The fire burned low on the altar.
“Sacred symbol, whose beams have no power to warm my chilled heart, I bid you a long farewell! They will say that Yusuf is faithless, a false priest. They will mayhap follow him to slay him. And they will bow again to yon image, and defile thine altars again with infants’ blood, not discerning the true God. Yet he must be approachable. I feel it! I know it! O Great Spirit, reveal Thyself unto Yusuf! Reveal Thyself unto Persia! Great Spirit, guide me!”
For the first time, Yusuf thus addressed a prayer direct to the Deity, and he did so in fear and trembling.

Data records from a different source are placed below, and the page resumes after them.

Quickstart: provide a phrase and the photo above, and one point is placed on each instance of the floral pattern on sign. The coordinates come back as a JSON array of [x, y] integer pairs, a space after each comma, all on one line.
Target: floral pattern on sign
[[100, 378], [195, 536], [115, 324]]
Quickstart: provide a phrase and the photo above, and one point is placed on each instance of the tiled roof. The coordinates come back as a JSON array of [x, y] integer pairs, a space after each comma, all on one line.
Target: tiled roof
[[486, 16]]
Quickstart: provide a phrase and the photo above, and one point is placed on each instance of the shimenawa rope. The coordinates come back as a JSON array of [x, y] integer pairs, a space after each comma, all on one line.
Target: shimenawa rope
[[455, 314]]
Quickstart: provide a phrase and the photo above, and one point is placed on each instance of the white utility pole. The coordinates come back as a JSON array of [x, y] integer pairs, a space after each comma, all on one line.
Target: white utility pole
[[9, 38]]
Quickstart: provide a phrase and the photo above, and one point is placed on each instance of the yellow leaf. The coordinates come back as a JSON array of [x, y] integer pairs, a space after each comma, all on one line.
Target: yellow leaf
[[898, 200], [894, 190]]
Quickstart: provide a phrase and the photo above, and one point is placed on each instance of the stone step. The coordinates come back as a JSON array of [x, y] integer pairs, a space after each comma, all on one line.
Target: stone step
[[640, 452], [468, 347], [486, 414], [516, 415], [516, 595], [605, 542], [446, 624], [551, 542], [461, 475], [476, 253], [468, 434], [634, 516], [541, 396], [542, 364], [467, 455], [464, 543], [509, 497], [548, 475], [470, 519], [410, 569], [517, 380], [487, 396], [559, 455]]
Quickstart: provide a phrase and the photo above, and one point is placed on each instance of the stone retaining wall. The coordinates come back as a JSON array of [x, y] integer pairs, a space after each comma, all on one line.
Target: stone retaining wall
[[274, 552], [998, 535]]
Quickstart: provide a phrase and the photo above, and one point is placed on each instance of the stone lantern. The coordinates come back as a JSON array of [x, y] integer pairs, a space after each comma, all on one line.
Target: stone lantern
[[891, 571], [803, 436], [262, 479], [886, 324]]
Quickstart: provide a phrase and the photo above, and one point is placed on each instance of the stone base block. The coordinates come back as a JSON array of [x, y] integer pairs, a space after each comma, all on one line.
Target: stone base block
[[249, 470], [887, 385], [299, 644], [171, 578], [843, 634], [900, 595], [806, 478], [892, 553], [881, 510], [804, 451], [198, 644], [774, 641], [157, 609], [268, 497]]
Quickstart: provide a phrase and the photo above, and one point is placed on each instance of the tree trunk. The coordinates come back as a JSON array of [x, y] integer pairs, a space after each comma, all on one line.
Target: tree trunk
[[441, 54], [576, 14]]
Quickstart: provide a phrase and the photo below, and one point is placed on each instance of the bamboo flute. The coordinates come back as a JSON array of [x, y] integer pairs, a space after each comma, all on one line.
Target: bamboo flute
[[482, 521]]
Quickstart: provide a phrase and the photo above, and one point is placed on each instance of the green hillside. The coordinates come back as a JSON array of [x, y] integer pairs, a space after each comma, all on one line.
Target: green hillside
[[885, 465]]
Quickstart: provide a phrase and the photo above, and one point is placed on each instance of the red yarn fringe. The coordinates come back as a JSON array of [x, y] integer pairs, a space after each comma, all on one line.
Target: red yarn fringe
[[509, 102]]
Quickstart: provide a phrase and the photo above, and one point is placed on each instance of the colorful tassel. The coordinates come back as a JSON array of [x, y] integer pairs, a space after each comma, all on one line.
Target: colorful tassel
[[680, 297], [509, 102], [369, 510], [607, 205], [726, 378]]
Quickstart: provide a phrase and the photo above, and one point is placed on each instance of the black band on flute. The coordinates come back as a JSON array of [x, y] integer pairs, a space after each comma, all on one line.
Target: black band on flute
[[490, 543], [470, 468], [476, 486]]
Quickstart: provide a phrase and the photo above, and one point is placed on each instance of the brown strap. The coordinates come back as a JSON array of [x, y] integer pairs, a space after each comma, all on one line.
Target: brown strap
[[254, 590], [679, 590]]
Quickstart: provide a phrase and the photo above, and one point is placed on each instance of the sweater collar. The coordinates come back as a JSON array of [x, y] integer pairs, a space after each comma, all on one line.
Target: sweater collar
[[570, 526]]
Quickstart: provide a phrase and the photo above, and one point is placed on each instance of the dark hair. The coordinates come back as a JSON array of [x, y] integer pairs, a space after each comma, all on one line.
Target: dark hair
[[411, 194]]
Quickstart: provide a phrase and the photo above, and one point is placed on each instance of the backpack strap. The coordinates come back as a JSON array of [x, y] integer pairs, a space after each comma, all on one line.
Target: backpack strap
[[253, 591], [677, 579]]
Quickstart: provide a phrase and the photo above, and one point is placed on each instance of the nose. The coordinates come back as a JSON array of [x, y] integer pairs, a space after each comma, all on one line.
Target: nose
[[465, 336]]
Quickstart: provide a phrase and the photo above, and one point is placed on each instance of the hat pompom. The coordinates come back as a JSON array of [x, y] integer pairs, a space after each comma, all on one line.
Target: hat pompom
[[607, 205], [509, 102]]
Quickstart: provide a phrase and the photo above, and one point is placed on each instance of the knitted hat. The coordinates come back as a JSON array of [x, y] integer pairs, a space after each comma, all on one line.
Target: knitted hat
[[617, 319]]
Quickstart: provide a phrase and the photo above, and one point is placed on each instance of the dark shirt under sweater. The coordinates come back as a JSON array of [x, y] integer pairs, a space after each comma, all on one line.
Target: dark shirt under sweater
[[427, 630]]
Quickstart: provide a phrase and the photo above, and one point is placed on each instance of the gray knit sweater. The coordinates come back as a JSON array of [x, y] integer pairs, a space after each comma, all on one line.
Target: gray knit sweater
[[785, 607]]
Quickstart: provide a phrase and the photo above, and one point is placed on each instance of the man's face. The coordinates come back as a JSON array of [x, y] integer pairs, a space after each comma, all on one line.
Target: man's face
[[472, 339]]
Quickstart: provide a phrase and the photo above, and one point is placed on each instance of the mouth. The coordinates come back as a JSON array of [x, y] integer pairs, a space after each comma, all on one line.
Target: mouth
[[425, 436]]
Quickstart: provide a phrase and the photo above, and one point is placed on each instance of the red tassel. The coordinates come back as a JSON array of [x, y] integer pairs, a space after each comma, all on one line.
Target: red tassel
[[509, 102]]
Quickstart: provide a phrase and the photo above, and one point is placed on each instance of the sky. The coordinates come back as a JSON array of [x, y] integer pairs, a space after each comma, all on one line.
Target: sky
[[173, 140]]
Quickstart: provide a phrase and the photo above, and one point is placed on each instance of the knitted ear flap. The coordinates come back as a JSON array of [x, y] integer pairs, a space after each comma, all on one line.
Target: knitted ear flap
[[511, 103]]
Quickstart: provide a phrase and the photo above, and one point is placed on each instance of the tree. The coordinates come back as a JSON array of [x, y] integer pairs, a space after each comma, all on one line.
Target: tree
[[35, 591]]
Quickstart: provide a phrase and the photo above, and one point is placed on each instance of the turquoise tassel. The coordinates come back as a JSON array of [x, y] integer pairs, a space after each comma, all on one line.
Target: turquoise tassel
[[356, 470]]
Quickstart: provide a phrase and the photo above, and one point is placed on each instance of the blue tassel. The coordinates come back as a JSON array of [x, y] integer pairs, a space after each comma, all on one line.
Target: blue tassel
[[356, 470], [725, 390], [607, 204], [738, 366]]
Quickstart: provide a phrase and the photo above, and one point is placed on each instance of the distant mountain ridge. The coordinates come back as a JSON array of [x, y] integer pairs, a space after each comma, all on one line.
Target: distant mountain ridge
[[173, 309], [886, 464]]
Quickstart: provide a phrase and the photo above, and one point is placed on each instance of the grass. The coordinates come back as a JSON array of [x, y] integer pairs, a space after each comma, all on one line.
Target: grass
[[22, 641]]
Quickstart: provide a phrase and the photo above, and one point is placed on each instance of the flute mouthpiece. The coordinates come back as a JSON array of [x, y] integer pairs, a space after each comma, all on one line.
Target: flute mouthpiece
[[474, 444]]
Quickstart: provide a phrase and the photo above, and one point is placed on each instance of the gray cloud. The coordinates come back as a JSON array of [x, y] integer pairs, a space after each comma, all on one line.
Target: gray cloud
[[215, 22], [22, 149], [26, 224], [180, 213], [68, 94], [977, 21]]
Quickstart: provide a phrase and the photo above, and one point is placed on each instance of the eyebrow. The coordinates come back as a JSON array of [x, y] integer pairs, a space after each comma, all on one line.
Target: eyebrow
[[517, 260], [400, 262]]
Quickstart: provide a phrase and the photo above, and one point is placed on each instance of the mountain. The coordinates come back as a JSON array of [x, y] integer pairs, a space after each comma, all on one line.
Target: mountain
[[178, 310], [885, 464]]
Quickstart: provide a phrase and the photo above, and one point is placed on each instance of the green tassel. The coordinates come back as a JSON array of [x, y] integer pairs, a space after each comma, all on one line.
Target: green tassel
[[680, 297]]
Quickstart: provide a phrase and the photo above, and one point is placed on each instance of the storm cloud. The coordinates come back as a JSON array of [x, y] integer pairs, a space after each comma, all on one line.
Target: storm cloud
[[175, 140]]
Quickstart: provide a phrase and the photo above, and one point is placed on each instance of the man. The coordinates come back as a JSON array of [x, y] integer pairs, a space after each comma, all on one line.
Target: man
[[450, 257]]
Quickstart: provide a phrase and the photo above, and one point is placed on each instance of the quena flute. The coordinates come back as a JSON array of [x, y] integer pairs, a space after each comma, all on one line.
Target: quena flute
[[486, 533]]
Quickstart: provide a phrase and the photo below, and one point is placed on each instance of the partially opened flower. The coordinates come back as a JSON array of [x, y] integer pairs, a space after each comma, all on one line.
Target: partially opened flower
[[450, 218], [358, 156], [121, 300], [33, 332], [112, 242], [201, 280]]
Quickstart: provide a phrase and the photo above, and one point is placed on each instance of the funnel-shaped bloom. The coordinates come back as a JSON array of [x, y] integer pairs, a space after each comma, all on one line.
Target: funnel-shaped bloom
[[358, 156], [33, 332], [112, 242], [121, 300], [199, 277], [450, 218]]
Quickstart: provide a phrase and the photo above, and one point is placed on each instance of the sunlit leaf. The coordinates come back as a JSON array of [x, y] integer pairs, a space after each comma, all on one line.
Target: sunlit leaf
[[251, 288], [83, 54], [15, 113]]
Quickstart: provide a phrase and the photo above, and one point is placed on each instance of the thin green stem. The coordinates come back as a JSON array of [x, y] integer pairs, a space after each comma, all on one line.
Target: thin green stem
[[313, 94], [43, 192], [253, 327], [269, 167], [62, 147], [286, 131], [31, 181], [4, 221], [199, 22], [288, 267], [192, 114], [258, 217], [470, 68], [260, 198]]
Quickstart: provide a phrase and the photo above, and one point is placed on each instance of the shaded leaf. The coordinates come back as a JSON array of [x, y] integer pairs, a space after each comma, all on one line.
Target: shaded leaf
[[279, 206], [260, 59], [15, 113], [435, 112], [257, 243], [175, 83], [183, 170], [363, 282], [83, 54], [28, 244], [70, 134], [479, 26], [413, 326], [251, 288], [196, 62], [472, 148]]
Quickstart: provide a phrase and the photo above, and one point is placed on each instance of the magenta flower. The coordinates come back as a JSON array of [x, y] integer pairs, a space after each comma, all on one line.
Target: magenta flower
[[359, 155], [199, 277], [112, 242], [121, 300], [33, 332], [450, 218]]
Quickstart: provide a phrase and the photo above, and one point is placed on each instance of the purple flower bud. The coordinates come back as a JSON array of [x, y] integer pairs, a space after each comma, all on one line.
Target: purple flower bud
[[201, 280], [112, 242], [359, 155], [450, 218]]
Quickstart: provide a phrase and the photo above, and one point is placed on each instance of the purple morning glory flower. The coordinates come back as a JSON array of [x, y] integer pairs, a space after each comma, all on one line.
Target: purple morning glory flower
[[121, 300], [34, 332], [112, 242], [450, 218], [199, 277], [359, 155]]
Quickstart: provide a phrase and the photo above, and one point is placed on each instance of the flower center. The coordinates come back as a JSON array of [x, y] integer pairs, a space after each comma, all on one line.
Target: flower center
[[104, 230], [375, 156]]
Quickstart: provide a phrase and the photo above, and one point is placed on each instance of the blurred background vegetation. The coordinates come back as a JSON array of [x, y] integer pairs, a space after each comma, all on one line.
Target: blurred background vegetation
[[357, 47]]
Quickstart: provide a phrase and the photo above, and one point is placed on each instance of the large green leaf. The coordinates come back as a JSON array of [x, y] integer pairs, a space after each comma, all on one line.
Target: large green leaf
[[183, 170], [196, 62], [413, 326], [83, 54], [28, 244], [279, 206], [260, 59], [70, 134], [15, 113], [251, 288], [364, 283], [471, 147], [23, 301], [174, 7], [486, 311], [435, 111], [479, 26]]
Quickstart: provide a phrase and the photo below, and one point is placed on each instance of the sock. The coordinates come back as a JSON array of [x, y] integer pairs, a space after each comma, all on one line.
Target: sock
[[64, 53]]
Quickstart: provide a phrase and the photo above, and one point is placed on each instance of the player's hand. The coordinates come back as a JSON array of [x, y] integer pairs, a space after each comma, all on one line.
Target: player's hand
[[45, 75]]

A faint gleam shone feebly amid the ashes of the now blackening altar. It flared up for an instant, then fell, and the sacred fire of the Guebre temple was dead.
“The embers die!” cried the priest. “Yea, mockery of the Divine, die in thine ashes!”
He waited no longer, but strode with swift step down the mountain, and into the shade of the valley. Reaching, at last, a cave in the side of a great rock, he entered, and stripped himself of his priestly garments. Then, drawing from a recess the garb of an ordinary traveler, he dressed himself quickly, rolled his white robes into a ball, and plunged farther into the cave. In the darkness the rush of falling water warned him that an abyss was near. Dropping on his knees, he crept carefully forward until his hand rested on the jagged edge of a ledge of rock. Beside him the water fell into a yawning gulf. Darkness darker than blackest night was about him, and, in its cover, he cast the robes into the abyss below, then retraced his way, and plunged once more into the moonlight, a Persian traveler wearing the customary loose trousers, a kufiyah on his head, and bearing a long staff in his hand.
CHAPTER II.
A bedouin encampment.
“The cares
that infest the day
Shall fold their tents, like
the Arabs,
And as silently
steal away.”
—Longfellow.
Many months after the departure of Yusuf from Persia a solitary rider on a swift dromedary reached the extreme northern boundary of El Hejaz, the province that stretches over a considerable portion of western Arabia. His face was brown like leather from exposure, and his clothes were worn and travel-stained, yet it scarcely required a second glance to recognize the glittering eyes of the Magian priest.
It seemed as if the excitement of danger and the long days of toil and privation had at last begun to tell upon his iron frame. His eye, accustomed by the fear of robbers to dart its dark glances restlessly, was less keen than usual; his head was drooped downward upon his breast, and his whole attitude betokened bodily fatigue. His camel, too, went less swiftly, and picked its way, with low, plaintive moans, over the rough and precipitous path which led into a wild and weird glen.